Molecular-Based FRET Nanosensor with Dynamic Ratiometric NIR-IIb Fluorescence for Real-Time In Vivo Imaging and Sensing

Real-time fluorescence sensing can provide insight into biodynamics. However, few fluorescent tools are available to overcome the tissue scattering and autofluorescence interference for high-contrast in vivo sensing with high spatiotemporal resolution. Here, we develop a molecular-based FRET nanosensor (MFN) capable of producing a dynamic ratiometric NIR-IIb (1500–1700 nm) fluorescence signal under a frequency-modulated dual-wavelength excitation bioimaging system. The MFN provides reliable signals in highly scattering tissues and enables in vivo real-time imaging at micrometer-scale spatial resolution and millisecond-scale temporal resolution.

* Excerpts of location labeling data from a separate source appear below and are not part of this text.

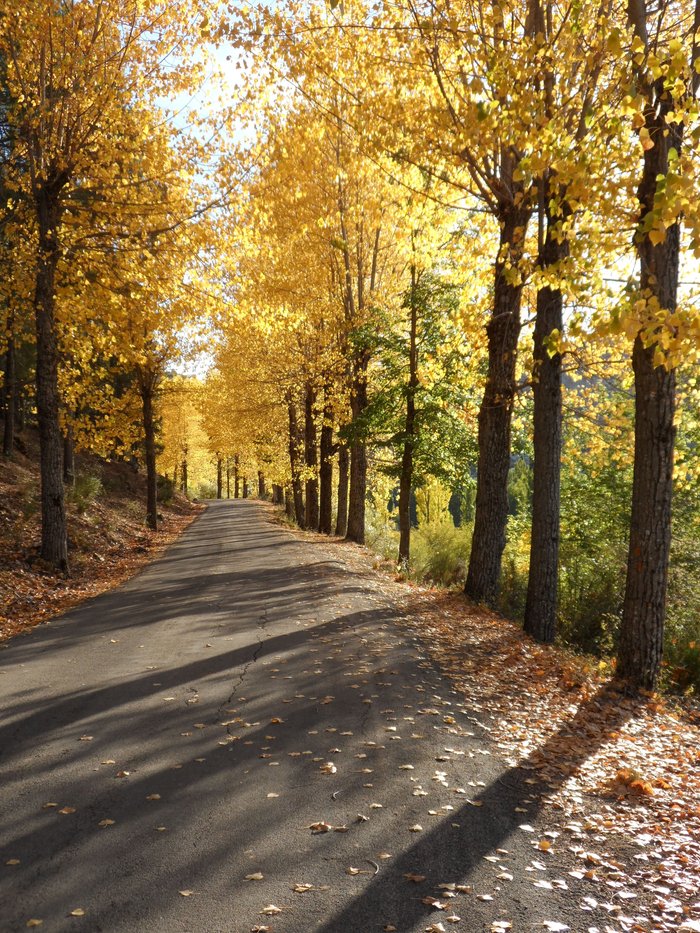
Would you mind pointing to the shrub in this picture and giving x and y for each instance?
(439, 552)
(85, 490)
(166, 489)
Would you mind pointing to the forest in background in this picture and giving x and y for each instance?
(441, 256)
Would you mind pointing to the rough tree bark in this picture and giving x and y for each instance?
(406, 479)
(358, 451)
(642, 630)
(341, 521)
(68, 457)
(491, 507)
(542, 588)
(289, 503)
(10, 392)
(147, 386)
(325, 519)
(183, 472)
(294, 447)
(310, 458)
(54, 535)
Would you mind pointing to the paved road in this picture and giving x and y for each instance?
(202, 708)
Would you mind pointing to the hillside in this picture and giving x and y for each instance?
(107, 538)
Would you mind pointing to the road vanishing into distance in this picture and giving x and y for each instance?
(248, 736)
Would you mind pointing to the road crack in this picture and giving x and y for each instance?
(261, 626)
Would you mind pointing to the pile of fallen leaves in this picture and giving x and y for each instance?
(622, 772)
(108, 541)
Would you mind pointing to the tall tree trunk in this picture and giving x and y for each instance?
(341, 522)
(491, 508)
(10, 390)
(147, 389)
(289, 503)
(310, 457)
(542, 588)
(644, 610)
(183, 470)
(68, 457)
(54, 535)
(325, 520)
(358, 451)
(294, 448)
(406, 479)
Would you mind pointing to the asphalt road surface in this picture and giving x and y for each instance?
(164, 741)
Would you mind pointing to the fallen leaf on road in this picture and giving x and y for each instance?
(434, 902)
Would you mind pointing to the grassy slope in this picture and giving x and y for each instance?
(108, 541)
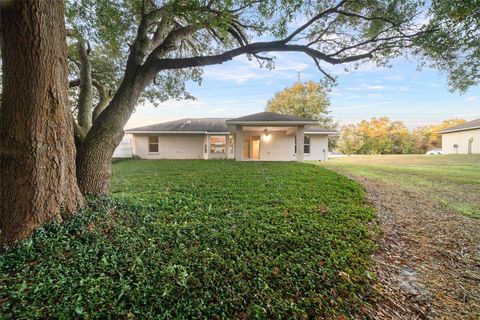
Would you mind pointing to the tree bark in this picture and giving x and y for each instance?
(37, 154)
(94, 157)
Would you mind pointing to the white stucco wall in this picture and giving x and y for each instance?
(170, 146)
(124, 149)
(318, 147)
(461, 139)
(279, 146)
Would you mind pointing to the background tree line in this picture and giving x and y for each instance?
(384, 136)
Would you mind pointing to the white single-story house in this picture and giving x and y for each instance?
(461, 139)
(265, 136)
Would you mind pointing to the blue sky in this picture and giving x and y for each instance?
(401, 92)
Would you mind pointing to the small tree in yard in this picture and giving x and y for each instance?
(308, 100)
(158, 45)
(376, 136)
(37, 153)
(427, 137)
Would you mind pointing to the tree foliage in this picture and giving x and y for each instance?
(156, 46)
(454, 47)
(427, 137)
(383, 136)
(308, 100)
(376, 136)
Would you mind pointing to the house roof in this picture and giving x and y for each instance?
(470, 125)
(219, 125)
(188, 125)
(269, 117)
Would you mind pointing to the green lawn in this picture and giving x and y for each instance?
(200, 239)
(451, 180)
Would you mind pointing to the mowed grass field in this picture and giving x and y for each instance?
(450, 180)
(201, 240)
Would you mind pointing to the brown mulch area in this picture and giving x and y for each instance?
(428, 261)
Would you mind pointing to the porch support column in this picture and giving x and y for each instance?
(227, 145)
(238, 143)
(300, 140)
(208, 146)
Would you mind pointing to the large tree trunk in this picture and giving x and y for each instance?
(94, 156)
(37, 154)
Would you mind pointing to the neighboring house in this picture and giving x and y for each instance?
(461, 139)
(266, 136)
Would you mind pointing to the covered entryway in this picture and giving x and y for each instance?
(269, 136)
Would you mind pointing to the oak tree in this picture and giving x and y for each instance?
(308, 100)
(158, 45)
(37, 153)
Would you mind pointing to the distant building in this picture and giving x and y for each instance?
(462, 139)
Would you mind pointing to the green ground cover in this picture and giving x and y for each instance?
(200, 239)
(451, 180)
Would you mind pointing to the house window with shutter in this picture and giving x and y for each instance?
(152, 144)
(306, 144)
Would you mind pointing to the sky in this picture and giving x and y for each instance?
(241, 87)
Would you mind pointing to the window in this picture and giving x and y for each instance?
(217, 144)
(306, 144)
(152, 144)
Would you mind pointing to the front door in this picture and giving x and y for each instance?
(251, 148)
(255, 148)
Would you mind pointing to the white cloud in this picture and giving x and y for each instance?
(218, 110)
(470, 99)
(363, 87)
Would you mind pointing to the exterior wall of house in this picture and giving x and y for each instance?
(460, 139)
(170, 146)
(279, 146)
(318, 147)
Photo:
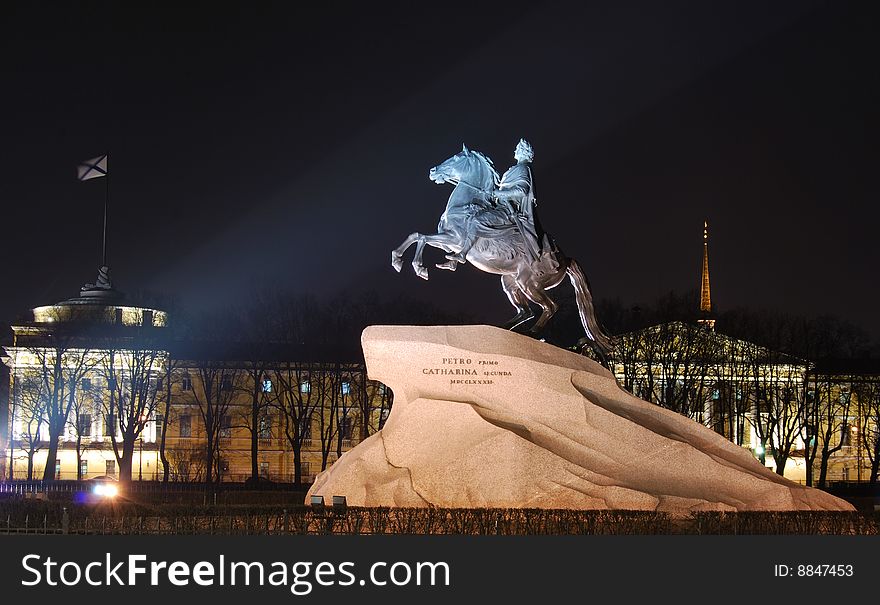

As a proof of concept, a physiological pH-responsive nanosensor (MFNpH) was designed as a nanoreporter for intravital real-time monitoring of the endocytosis dynamics of nanoparticles in the tumor microenvironment. We also show that MFNpH allows the accurate quantification of pH changes in a solid tumor through video-rate ratiometric imaging. Our study offers a powerful approach for noninvasive imaging and sensing of biodynamics with micrometer-scale spatial resolution and millisecond-scale temporal resolution.